Ratusan ribu orang turun ke jalan sebagai bentuk solidaritas terhadap gerakan anti-pemerintah di dalam negeri Iran.
Di Munich, Jerman, massa yang diperkirakan mencapai 250.000 orang berkumpul untuk mendengarkan pidato Reza Pahlavi.
Dalam orasinya, Pahlavi mengecam keras tindakan represif otoritas Iran terhadap para demonstran dan menyerukan penggulingan rezim saat ini.
"Pesan pertama saya adalah untuk rekan-rekan senegara kita yang pemberani dan sedang berjuang di dalam negeri: ketahuilah bahwa Anda tidak sendirian.
Hari ini, dunia berdiri bersama Anda dalam perjuangan ini," ujar Pahlavi di hadapan massa yang memadati lokasi tersebut.
Solidaritas Lintas Benua
Selain di Munich, pusat-pusat konsentrasi massa terbesar terpantau di Los Angeles, Amerika Serikat, dan Toronto, Kanada. Aksi serupa dengan skala lebih kecil juga berlangsung di Tel Aviv, Lisbon, Sydney, hingga London.
Di Toronto, sekitar 350.000 peserta menyampaikan aspirasi mereka. Berdasarkan laporan BBC Persian, banyak di antara mereka hadir untuk menjadi suara bagi kerabat dan teman-teman mereka di Iran yang ruang geraknya dibatasi oleh pemerintah.
Sementara itu, di Los Angeles, putri Reza Pahlavi, Noor Pahlavi, menekankan bahwa rakyat Iran saat ini berada pada titik terdekat menuju kebebasan. Melansir mitra BBC, CBS News, Noor mendesak Presiden AS Donald Trump untuk menghentikan negosiasi nuklir dengan kepemimpinan Iran saat ini, yang ia gambarkan sebagai "negosiasi dengan pembunuh."
Konteks Krisis dan Tekanan Politik
Demonstrasi di dalam Iran sendiri bermula sejak 28 Desember lalu, dipicu oleh gejolak ekonomi yang kemudian meluas menjadi gerakan politik nasional di lebih dari 100 kota.
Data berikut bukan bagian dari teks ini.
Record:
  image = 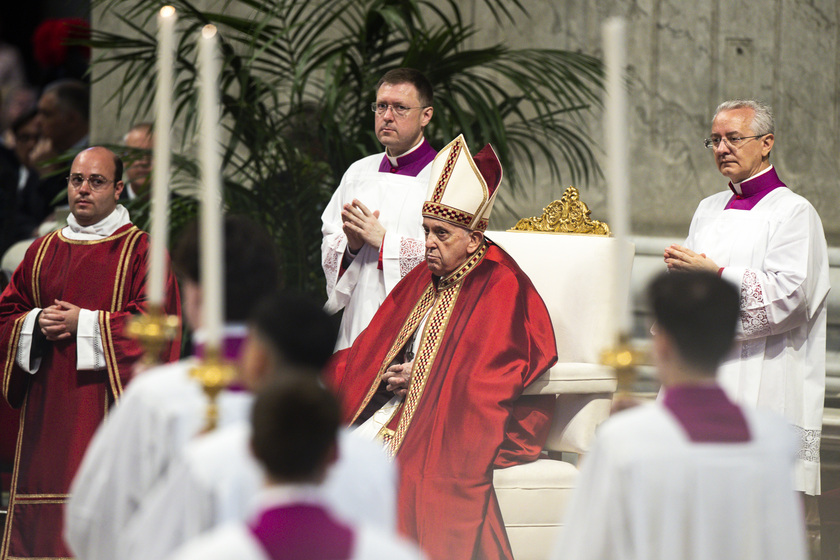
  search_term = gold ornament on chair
[508,186,610,236]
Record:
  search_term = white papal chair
[487,187,633,560]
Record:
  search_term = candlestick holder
[128,305,181,366]
[601,332,645,399]
[190,348,236,432]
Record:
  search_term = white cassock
[165,487,424,560]
[64,331,253,560]
[685,187,830,495]
[321,154,431,350]
[118,422,397,560]
[552,403,806,560]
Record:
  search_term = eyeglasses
[370,103,428,118]
[67,173,114,191]
[703,133,769,150]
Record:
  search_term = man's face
[711,107,773,183]
[375,83,434,157]
[423,218,482,276]
[125,128,153,195]
[67,148,123,230]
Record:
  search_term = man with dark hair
[167,376,421,560]
[552,272,806,560]
[665,99,831,496]
[32,79,90,219]
[65,217,279,560]
[0,147,180,560]
[321,68,436,349]
[118,294,397,560]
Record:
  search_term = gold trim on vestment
[56,224,142,245]
[3,314,27,401]
[0,398,29,559]
[350,242,488,456]
[99,311,123,402]
[111,226,143,313]
[32,231,58,309]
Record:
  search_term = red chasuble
[0,224,181,560]
[326,242,557,560]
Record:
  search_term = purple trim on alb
[663,385,750,443]
[248,504,355,560]
[379,138,437,177]
[724,167,787,210]
[193,335,245,362]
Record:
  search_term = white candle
[199,25,224,349]
[602,18,631,334]
[147,6,176,308]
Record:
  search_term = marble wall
[93,0,840,246]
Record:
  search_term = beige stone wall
[482,0,840,246]
[93,0,840,246]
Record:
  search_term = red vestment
[0,224,181,560]
[326,242,557,560]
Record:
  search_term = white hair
[712,99,776,136]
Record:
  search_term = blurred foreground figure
[552,272,806,560]
[171,371,421,560]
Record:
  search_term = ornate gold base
[190,348,236,432]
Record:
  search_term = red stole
[0,224,181,560]
[326,243,557,559]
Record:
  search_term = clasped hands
[38,299,80,342]
[665,243,719,274]
[341,198,385,253]
[382,360,414,397]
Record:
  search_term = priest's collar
[433,239,488,292]
[379,138,437,177]
[61,204,131,241]
[729,164,775,198]
[724,165,786,210]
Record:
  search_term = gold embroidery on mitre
[508,187,610,236]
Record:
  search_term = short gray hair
[712,99,776,136]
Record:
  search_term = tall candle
[602,18,631,334]
[147,6,177,309]
[199,25,224,349]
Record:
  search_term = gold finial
[508,186,610,235]
[190,348,235,432]
[128,305,181,366]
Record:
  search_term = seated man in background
[171,376,421,560]
[118,294,397,560]
[553,272,806,560]
[326,136,557,560]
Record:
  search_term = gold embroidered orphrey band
[350,242,488,456]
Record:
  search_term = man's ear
[467,230,484,255]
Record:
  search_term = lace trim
[400,237,426,278]
[324,236,343,294]
[794,426,822,463]
[741,270,770,337]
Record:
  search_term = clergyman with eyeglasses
[665,100,830,507]
[0,147,181,558]
[321,68,437,350]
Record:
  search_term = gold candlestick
[601,333,645,399]
[190,348,236,432]
[128,305,181,366]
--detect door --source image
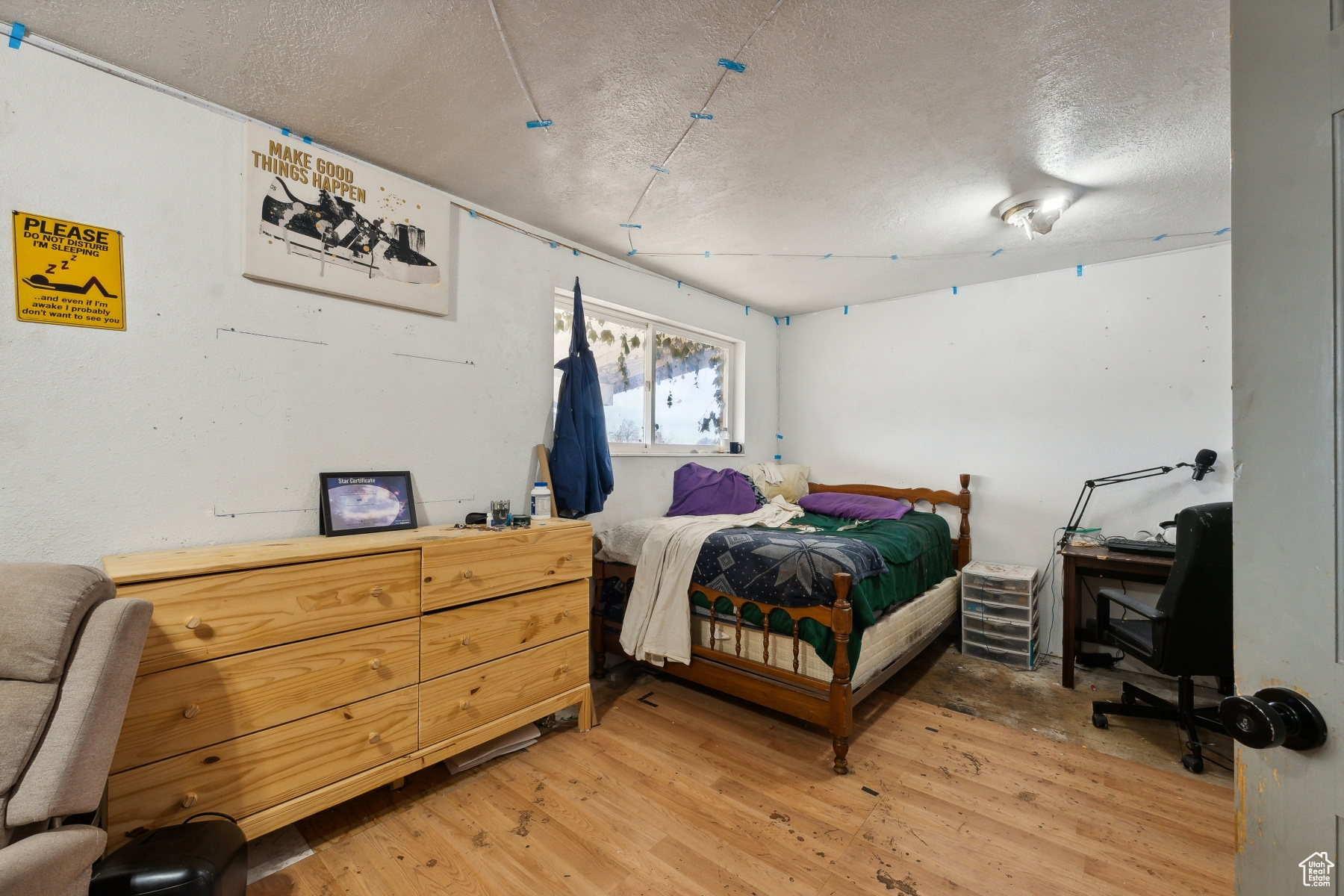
[1231,0,1344,896]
Data mengenai korban jiwa masih menunjukkan perbedaan antara lembaga pemantau dan pernyataan resmi:
- HRANA (Human Rights Activists News Agency): Mengonfirmasi 6.872 pengunjuk rasa tewas, termasuk lebih dari 150 anak-anak.
- Otoritas Iran: Mengakui sedikitnya 3.000 kematian, namun mengklaim sebagian di antaranya adalah anggota pasukan keamanan.
Masa Depan Kepemimpinan
Reza Pahlavi, yang berusia 18 tahun saat Revolusi Islam 1979 menumbangkan takhta ayahnya, kini kembali muncul sebagai figur sentral yang diharapkan sebagian demonstran untuk memimpin masa depan Iran.
Meskipun namanya sering diteriakkan dalam aksi-aksi di dalam negeri, Pahlavi masih menghadapi tantangan skeptisisme dari para kritikus.
Muncul kekhawatiran apakah visi politiknya akan mengarah pada republik demokratis atau justru upaya pemulihan monarki tuduhan yang secara konsisten dibantah olehnya.
Presiden AS Donald Trump, dalam pernyataannya kepada Reuters bulan lalu, menyebut Pahlavi sebagai sosok yang "sangat baik," meski ia masih mempertanyakan sejauh mana dukungan nyata yang bisa dihimpun Pahlavi di dalam wilayah Iran untuk memimpin transisi kekuasaan di masa depan.